Rodney was, among other things, a Mountain Man, and his wishes were for his ashes to be spread at some of his favorite places in the mountains.
A gun collector, knife maker, and history buff, Rodney enjoyed going to Mountain Man Rendevous. He had the outfit. He had a great knowledge of American Indian culture, such as making a sweat lodge. His spirituality included a connection with red hawks. Back in the 70s, when the TV series Centennial was filmed around here, Rodney was an extra, playing an Indian riding a horse bareback. Movie star!
Rodney enjoyed countless camping trips, ranging from sleeping under the stars in a bedroll to traveling in a Mercedes RV with his devoted wife, Debra.
Debra is a New York Times Best Selling author, who wrote about Rodney as an example of exhibiting genuine cowboy values. He used to manage a ranch at a remote location, staying in a primitive cabin during the winter, taking care of the livestock. You could depend on Rodney. So could our nation. He served in the military.
Rodney encouraged me to join the Single Action Shooting Society, found the kind of rifle I needed, and told me about the Hell on Wheels competition in Cheyenne. He even suggested that my wife join SASS as well, using her alias, Miss Sugar. She did.

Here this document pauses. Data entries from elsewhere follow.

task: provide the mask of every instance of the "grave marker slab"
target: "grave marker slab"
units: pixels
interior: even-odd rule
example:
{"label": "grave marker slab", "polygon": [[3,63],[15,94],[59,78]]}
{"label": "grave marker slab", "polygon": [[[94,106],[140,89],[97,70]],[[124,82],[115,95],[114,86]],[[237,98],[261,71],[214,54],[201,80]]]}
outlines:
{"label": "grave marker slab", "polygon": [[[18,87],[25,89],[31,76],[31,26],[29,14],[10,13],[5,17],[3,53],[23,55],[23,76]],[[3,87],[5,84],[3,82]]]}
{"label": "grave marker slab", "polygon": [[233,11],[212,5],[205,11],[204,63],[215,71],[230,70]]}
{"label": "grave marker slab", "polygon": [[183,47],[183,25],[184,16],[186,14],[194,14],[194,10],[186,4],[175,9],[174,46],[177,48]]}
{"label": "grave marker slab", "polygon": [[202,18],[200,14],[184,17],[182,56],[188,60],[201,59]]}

Debra and Rodney regularly made trips to Santa Fe, relishing in the SouthWest culture there. Sugar and I went with them a couple times. Rodney knew a lot about Santa Fe, so we got much more out of the trips than if we’d gone alone. They built a beautiful Santa Fe style home in the hills above Fort Collins, decorated like a gallery of Western art and artifacts. There, in the place he loved, with the woman he loved, he died.
Adios, amigo. Happy trails to you, until we meet again.